Что было все ему дорогой

И двор и улица, но он

Не примечал. Он оглушен

Был чудной, внутренней тревогой.

Оставив без изменений первые два стиха, поэт стал править следующие:

Что никогда уж он дороги

Не разбирал. Он оглушен

*

Что он не разбирал дороги

Уж никогда; казалось — он

Не примечал. Он оглушен

Был шумом внутренней тревоги

Это последнее чтение вошло во все издания поэмы, хотя такая правка и не представляется необходимой, и, возможно, еще не была окончена.

Дойдя до стихов 402-403, Пушкин снова встретил подчеркнутое слово, неприемлемое для царской цензуры:

Кумир с простертою рукою

Сидел на бронзовом коне, —

и снова, как и в стихе 259, заменил его незначащим, нейтральным — «Седок».

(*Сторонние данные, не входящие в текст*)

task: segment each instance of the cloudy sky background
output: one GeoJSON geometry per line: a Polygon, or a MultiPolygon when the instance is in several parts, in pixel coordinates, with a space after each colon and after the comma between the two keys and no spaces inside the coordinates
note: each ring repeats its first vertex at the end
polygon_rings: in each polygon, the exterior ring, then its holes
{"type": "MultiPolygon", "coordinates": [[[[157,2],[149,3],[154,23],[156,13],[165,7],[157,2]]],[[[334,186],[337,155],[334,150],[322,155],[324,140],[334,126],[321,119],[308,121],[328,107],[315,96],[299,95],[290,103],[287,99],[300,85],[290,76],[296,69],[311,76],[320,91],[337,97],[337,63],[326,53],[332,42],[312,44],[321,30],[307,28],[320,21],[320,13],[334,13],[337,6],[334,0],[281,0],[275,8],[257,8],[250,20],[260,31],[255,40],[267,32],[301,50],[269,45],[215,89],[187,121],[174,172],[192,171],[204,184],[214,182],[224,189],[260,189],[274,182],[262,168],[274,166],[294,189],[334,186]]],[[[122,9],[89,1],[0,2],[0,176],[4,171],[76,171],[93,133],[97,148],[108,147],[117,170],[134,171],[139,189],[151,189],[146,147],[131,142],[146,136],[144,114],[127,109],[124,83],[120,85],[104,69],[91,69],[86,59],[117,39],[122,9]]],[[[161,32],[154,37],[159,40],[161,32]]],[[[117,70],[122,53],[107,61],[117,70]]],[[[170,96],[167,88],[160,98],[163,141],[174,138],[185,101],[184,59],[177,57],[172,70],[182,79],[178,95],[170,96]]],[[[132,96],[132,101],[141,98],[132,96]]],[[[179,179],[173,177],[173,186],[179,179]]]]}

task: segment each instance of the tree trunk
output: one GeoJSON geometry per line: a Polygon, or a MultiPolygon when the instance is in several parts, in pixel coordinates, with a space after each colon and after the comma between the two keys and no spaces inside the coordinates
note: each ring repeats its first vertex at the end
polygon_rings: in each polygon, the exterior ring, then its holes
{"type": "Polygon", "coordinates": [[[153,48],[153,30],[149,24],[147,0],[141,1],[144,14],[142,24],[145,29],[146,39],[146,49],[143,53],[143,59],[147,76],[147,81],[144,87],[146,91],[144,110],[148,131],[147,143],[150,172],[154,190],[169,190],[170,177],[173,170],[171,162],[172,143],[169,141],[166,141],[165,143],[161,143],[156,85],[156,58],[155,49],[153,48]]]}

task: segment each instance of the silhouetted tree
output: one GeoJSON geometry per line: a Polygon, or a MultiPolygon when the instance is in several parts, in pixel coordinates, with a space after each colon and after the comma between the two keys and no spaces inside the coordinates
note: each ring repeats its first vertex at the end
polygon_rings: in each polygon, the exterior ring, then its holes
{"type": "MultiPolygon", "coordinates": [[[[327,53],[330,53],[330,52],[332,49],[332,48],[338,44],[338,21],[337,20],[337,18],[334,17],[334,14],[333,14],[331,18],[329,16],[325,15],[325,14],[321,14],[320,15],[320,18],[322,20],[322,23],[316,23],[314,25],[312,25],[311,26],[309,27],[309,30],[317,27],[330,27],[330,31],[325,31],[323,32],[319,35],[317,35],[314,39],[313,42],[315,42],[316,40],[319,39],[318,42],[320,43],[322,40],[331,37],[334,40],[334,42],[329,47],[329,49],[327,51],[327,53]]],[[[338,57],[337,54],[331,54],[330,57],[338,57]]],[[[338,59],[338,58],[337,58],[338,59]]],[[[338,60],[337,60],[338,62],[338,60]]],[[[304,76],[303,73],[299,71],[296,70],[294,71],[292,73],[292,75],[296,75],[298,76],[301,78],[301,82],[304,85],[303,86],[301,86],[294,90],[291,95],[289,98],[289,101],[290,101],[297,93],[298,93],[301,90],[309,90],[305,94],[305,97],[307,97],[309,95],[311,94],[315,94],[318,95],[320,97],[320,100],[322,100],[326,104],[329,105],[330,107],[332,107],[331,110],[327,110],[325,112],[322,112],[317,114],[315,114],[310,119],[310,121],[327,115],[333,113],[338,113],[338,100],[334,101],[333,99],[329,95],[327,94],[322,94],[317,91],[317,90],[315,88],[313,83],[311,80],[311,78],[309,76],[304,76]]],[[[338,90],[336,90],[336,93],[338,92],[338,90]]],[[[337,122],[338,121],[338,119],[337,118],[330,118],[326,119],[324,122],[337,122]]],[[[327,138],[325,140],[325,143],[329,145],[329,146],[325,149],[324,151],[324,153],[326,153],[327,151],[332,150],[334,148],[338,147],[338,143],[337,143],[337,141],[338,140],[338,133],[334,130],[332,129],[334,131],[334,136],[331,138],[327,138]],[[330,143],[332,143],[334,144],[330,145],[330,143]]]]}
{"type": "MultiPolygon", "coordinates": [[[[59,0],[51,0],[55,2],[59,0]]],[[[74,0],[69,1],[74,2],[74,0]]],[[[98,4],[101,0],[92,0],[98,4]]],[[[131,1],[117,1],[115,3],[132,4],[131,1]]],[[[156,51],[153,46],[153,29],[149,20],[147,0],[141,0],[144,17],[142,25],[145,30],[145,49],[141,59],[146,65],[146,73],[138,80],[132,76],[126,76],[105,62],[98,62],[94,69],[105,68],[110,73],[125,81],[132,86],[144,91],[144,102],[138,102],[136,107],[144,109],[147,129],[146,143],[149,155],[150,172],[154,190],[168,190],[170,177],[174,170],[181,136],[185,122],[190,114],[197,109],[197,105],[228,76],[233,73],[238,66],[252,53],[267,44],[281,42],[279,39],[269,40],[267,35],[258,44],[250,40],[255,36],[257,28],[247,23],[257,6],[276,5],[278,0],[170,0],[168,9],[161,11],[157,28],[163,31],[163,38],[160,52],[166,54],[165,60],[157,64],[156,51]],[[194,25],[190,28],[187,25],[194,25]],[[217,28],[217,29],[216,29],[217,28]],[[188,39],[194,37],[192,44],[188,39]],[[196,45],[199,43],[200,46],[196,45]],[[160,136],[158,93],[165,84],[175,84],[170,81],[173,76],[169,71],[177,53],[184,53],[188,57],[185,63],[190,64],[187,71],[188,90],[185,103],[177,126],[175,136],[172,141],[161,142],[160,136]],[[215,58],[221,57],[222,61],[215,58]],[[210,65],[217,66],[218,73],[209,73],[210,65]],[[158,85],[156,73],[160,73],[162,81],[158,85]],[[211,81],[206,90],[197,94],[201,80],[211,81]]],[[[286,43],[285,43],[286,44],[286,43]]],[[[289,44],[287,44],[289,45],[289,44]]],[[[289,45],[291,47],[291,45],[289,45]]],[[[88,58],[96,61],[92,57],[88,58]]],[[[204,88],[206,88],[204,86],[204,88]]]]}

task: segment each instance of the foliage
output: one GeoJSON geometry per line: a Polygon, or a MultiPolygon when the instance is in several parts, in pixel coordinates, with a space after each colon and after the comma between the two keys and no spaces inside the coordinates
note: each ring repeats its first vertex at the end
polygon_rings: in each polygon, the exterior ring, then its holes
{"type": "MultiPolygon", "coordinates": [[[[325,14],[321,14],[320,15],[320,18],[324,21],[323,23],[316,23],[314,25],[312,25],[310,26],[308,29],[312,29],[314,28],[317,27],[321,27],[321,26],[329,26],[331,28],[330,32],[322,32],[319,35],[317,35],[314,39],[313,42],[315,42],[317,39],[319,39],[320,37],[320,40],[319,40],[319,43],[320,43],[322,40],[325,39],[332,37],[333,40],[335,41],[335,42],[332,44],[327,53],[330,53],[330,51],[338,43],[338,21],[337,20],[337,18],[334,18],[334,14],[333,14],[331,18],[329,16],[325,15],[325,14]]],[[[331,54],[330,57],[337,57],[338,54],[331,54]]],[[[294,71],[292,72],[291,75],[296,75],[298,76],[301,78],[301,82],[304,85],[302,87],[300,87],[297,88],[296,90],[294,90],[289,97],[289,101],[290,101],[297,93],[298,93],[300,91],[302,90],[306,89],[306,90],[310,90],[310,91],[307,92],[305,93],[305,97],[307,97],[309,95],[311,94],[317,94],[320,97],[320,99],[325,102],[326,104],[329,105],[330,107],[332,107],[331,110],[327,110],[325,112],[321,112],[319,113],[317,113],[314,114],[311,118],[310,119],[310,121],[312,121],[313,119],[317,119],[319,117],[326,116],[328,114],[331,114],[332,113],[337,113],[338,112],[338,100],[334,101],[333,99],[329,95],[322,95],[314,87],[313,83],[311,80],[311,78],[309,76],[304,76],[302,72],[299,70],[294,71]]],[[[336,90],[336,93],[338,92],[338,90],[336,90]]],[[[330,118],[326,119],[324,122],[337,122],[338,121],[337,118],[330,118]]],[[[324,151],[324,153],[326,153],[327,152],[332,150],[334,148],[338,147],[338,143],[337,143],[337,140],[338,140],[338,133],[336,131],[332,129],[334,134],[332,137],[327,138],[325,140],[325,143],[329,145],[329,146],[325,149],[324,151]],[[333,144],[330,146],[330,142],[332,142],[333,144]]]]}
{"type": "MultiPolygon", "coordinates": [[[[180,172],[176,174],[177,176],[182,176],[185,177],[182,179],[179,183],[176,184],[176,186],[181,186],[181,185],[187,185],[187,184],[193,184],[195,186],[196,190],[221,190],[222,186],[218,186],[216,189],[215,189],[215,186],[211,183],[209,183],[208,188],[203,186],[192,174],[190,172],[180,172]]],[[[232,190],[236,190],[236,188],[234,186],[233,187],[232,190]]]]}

Дальнейший текст — сцена Евгения у памятника, с обращением поэта к Петру, «властелину судьбы», был в ЦА, как уже говорилось, отчеркнут местами и отмечен знаками NB рукою цензора-царя. Пушкин в ПК перечеркнул карандашом почти весь этот текст (от стиха 413 — «Под морем город основался» до стиха 423 — «Россию поднял на дыбы?»), но не стал его целиком заменять, а лишь местами ослабил. Вместо

О, мощный властелин судьбы!

Не так ли ты над самой бездной,

На высоте, уздой железной

Россию поднял на дыбы?

получилось такое, по существу искаженное и не очень понятное, чтение:

О, мощный баловень судьбы!

Не так ли ты скакал над бездной

И, осадив уздой железной,

Россию поднял на дыбы?

Самой, однако, «опасной» и неприемлемой для августейшей цензуры сценой была следующая за этим отрывком (стихи 424-442), посвященная переживаниям Евгения и его угрозе, брошенной памятнику. Прежде всего, поэт исправил стих 424 с «непозволительным» словом «Кумир», в третий раз примененным к Фальконетову монументу. Так, стих

Кругом подножия кумира

был заменен другим, где, сохраняя эпитет «дикий» следующего стиха, поэт придал Евгению несколько неожиданное чувство «тоски»:

Кругом скалы, с тоскою дикой [482]

Безумец бедный обошел…

Следующие за этим стихи подверглись — за исключением двух — существенной правке. Вместо стихов:

И взоры дикие навел

На лик Державца полумира.

Стеснилась грудь его. Чело…

Пушкин написал новый текст, гораздо менее выразительный, а точнее сказать, даже искажающий смысл этого ответственнейшего отрывка:

И надпись яркую прочел

И сердце скорбию великой

Стеснилось в нем. Его чело…

Сохранив нетронутыми следующие два стиха:

К решетке хладной прилегло,

Глаза подернулись туманом,

он вычеркнул стих

По сердцу пламень пробежал

и переработал стихи, следовавшие за ним, ослабляя их и сглаживая чувства Евгения, его вскипающий гнев, а вместе с тем вычеркивая неугодное цензору наименование петровского памятника «истуканом». В результате стихи 431-438 приняли после переработки такой вид:

И дрогнул он — и мрачен стал [483]

П<е>ред недвижным [484]Великаном

И перст с угрозою подняв

Шепнул, волнуем мыслью черной

«Добро, строитель чудотворный!

Уже тебе!..» Но вдруг стремглав

и т. д.

Изменение этих стихов является последней цензурной переработкой, внесенной Пушкиным в свою поэму. Остальной ее текст, до конца, в этом отношении не вызывал сомнений у цензора. Здесь нужно отметить лишь одну поправку в стихе 462, где слово «Колпак» («Колпак изношенный сымал»), неясное по своему предметному значению и напоминавшее о Юродивом в «Борисе Годунове», заменено словом «Картуз»; «изношенный картуз» мог быть получен Евгением от каких-либо «милостивцев» взамен шляпы, сорванной с его головы в день наводнения, когда он сидел «на звере мраморном верхом».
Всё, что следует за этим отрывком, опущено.